Mozart ! Dans la vaste discographie qu’il compte à son actif, Pahud a en toute logique gravé ses concertos à Berlin, sous la direction de Claudio Abbado, ainsi que des pages de sa musique de chambre. Son répertoire éclectique va de la période baroque aux pages de notre temps, avec des créations d’Elliott Carter, Philippe Hersant, Wolfgang Rihm et quelques autres. Le présent album est un retour à Mozart, avec quatre sonates prévues initialement pour le violon. Denis Verroust, président de l’Association Jean-Pierre Rampal qu’il a fondée en 2005, rappelle dans la notice que, malgré la vogue qu’elle connaît à l’époque classique, la flûte ne dispose alors que d’un répertoire assez limité. On va donc puiser dans les sonates pour violon de Mozart, modèles du genre, idéales dans leur équilibre et la richesse du dialogue.

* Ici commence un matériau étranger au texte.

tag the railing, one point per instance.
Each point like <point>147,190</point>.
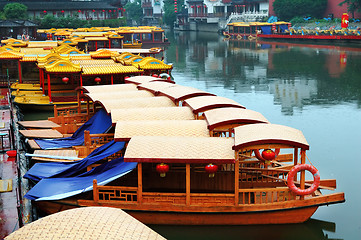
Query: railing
<point>265,195</point>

Une démarche justifiée, plusieurs adaptations d’entre elles étant parues dès la fin des années 1790.
Des quatre sonates au programme, trois proviennent du recueil opus 2, publié en 1771 et édité avec une partie de flûte en 1799. La première, K. 296, en do majeur, a été terminée à Mannheim en mars 1778. C’est une page en trois mouvements pleins d’esprit et de gaieté, avec des moments lumineux et un Andante d’une grande tendresse. La sonate K. 378, en si bémol majeur, date sans doute des premiers jours du retour de Mozart à Salzbourg, au début de l’année suivante. Trois mouvements pour une partition qui baigne dans une sérénité joyeuse, avec un Andantino souple dans son expressivité et un final débridé. Quant à la K. 379 en sol majeur, composée à Vienne en 1781, elle intrigue par ses deux mouvements contrastés, entre intensité et sensibilité, qui s’achèvent dans la douceur. L’affiche est complétée par la K. 304, composée à Paris deux mois plus tard que la K. 296 ; sa tonalité en mi mineur lui confère un côte plus dramatique. C’est l’époque où la mère de Mozart décède. Ici aussi, deux mouvements seulement, qui expriment la douleur et la pudeur dans la solitude, y compris dans le Tempo di Minuetto qui s’achève de façon soudaine.
Emmanuel Pahud, faut-il le dire, est parfaitement en phase avec ces univers mozartiens qui rivalisent de grâce, de couleurs et d’élégance. Son jeu subtil souligne toutes les nuances avec l’expressivité raffinée qui est l’une des caractéristiques de son art. Eric Le Sage (°1964), partenaire régulier, est en osmose avec lui ; son piano offre toute l’attention requise. Cet enregistrement a été effectué du 31 octobre au 4 novembre 2022, au Grand Manège de Namur. L’occasion, pour Emmanuel Pahud, de se souvenir concrètement de ses années de formation en Belgique.